When did you start creating these educational products?

I love giving back to the community, whoever it may be: fans of the artists, or young up and coming engineers. This all started a few years ago when I was working with Duran Duran.  One of the ridiculous things with that band is that money was not an object.  It was absolutely stupid, but I took full advantage. I was in LA and we needed to do an acoustic overdub on one track and Warren Cuccurullo, the guitarist, was in London. They asked me where they could do this and I said “Studio 2 Abbey Road.”  They agreed, we booked it for Saturday next week, they flew me over, and I think that the guitar overdub took me 15 minutes.

What this is leading to is that the engineer that was working at Abbey Road that Saturday afternoon picked the time specifically so he could talk with me.
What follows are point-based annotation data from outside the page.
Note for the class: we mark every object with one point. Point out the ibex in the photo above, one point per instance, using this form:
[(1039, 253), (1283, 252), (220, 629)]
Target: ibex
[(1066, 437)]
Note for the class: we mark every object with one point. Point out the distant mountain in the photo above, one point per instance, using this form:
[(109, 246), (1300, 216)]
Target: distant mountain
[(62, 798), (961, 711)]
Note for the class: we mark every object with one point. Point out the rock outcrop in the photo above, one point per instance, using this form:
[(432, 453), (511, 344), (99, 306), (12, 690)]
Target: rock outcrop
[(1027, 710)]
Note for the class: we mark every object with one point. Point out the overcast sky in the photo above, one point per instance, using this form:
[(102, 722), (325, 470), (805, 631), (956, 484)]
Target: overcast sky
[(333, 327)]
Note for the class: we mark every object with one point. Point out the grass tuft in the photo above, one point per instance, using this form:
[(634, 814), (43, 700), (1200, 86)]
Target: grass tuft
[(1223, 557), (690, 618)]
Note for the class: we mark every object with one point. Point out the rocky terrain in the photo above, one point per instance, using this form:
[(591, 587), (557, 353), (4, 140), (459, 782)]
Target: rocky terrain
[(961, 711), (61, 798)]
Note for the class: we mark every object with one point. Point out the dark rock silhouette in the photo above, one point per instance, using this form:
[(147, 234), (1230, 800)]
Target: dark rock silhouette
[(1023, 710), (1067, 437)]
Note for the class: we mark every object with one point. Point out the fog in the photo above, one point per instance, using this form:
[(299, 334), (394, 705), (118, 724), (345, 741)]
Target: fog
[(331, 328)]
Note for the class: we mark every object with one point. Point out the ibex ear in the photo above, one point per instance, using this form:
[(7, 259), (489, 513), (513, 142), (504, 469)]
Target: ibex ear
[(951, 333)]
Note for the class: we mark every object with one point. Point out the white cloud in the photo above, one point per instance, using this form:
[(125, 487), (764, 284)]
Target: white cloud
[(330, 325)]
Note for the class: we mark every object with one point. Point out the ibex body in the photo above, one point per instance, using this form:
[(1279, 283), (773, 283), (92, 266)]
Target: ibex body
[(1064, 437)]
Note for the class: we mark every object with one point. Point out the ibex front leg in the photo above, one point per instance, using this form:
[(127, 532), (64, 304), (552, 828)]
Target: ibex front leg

Bryan Gibson started at Abbey Road the same time I did, and he just wanted to chat after the session.  So, we were just sitting down talking, and said, “Do you remember when we started here and there were all these old timers that used to tell us these great stories about recording and how it all came about and the way they used to do things?” I said, “Of course, that was amazing!” And he said, “We have now become them.  We are the old timers and the kids today want to hear our stories.” Then I suddenly realized that no one bothered to write down or videotape all these original stories from those amazing guys.  Now only those stories are left, and so it just occurred to me at that point that I can’t allow this to happen again.  People have to hear what it’s like.   I came up with an audio/video presentation where I tell stories of what it used to be like.  I break down multitracks of either Bowie or Elton [John] or a George Harrison track, so people can actually hear the bass, the drums, the piano, and what they sounded like before we mixed them. So they get a feel for it all, and so I do that as often as I can. I don’t do it anywhere near as much as I like to.